You Are Not in Control
“I’ll kiss you, not the camera.” Katie (Katie Featherston) is unhappy that her boyfriend Micah (Micah Sloat) has brought a video camera into their new San Diego home. He wants to record what’s been happening at night—the doors creaking and the furniture moving. She’s skeptical that recording will help and resents Micah’s new distraction. He thinks documentation is an end in itself.
That documentation is the premise of Paranormal Activity. Like The Blair Witch Project (now 10 years old, if you can believe it), it presents “footage” collected from the scene of some terrible doings, footage made by participants whose perspective is limited by definition. The scene in this case is mostly Micah and Katie’s bedroom, where he sets up a camera to watch them sleep—and be menaced unwittingly by stomping sounds, doors closing and opening, and lights flicking on and off. The stationary camera and the night-vision effect make the image more intriguing than it might have been, in that whatever’s happening downstairs or in the hallway remains unseen, and what’s in frame is muddled and blurred. It’s a time-tested means of delivering scares on screen: what you don’t see is worse than what you do.
Shot for something like $11,000, Oren Peli’s movie exacerbates this effect by time-lapsing some of the nighttime events, the time-code racing along in the lower right-hand corner as sheets move and sleeping forms shift. During the day, when Micah (a day trader) and Katie (an English student) watch the recordings or debate what to do, he brings the camera along with him, so we’re privy to their increasing anxiety. This anxiety is aggravated by the revelation that Katie has experience with this phenomenon dating back to her childhood. It’s not until they invite a psychic (Michael Bayouth) to check the house that she starts describing visits from something ooky at her bedside when she was just eight years old. She doesn’t know what it is or what it wants. She only knows that it has breathed on her at night, and whispered. Sometimes it has whispered her name. “It was always at the foot of my bed,” she says, not her sister’s.

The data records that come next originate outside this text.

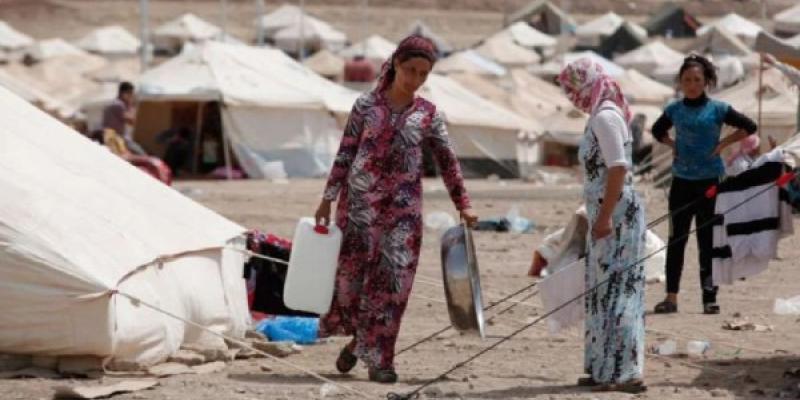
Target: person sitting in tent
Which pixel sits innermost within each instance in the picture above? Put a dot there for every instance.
(120, 116)
(377, 180)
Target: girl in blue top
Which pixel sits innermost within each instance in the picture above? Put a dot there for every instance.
(696, 166)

The professional listens to her carefully, nods occasionally. It’s not a ghost, he says, which is his area of expertise. In fact, it’s likely not human, but instead a demon, and so she’ll have to call someone else. “These hauntings,” he says, “They feed off of negative energy.” No kidding. Just as you’re thinking you’ve seen this movie before, Micah echoes your doubts, dismissing the psychic’s opinions as no-nothing posturing. What Micah doesn’t get is that he also follows the typical trajectory. “This is my house,” he says, “You’re my girlfriend.” And so, he insists, he’ll solve the problem himself. He’ll get more images. And he’ll do exactly what the psychic instructs him not to do: he’ll invite the demon to engage by using a Ouija board.
Micah and Katie’s arguments accelerate as they’re more sleep-deprived. “I understand that all this stuff is new to you and exciting,” she complains, “but it isn’t new to me.” Micah comes back with the obvious charge, that if she knew about it before, wouldn’t it have been “a good thing to bring up” before they decided to live together? Katie sighs as he heads off to check the security system. “It doesn’t care about alarms,” she says, or whether doors and windows are locked. “What’ is happening is already here.”
While these exchanges might seem peripheral to the main scary-movie business, they’re not so separate. The titular and sometimes distressing activity (noises and footprints and the last-minute, frankly cheesy deployment of a bloody crucifix) serves as a mostly banal metaphor for the couple’s relationship. It’s also conventional in the extreme. Katie’s resentment of the camera, and more generally, of Micah’s dismissing her “feelings” in order to pursue his version of the problem, comprises a predictably gendered opposition. And Micah’s determination to fix the problem takes a usual form, pride and machismo. His actual nerdiness makes Micah sympathetic, or at least a point of identification for the college students, male and female, who have made the film’s limited early opening so successful: enthusiastic responses to midnight screenings have convinced Paramount to expand the release.
This makes the movie seem less innovative and clever than obvious and banal. Viewers like to call out Micah for calling out the demon for not being manly enough, not showing itself (“Is that all you’ve got?). And Katie’s role as demonic vessel is hardly news, as girls have been used and abused by monsters for decades, usually as ways to teach boys humility or introspection. “This is why it scares me,” Katie pleads with Micah, “Because you don’t take it seriously.” Micah insists, “We’ve got it documented, so it’s gonna be fine.” You know, if they don’t, where that conflict is going.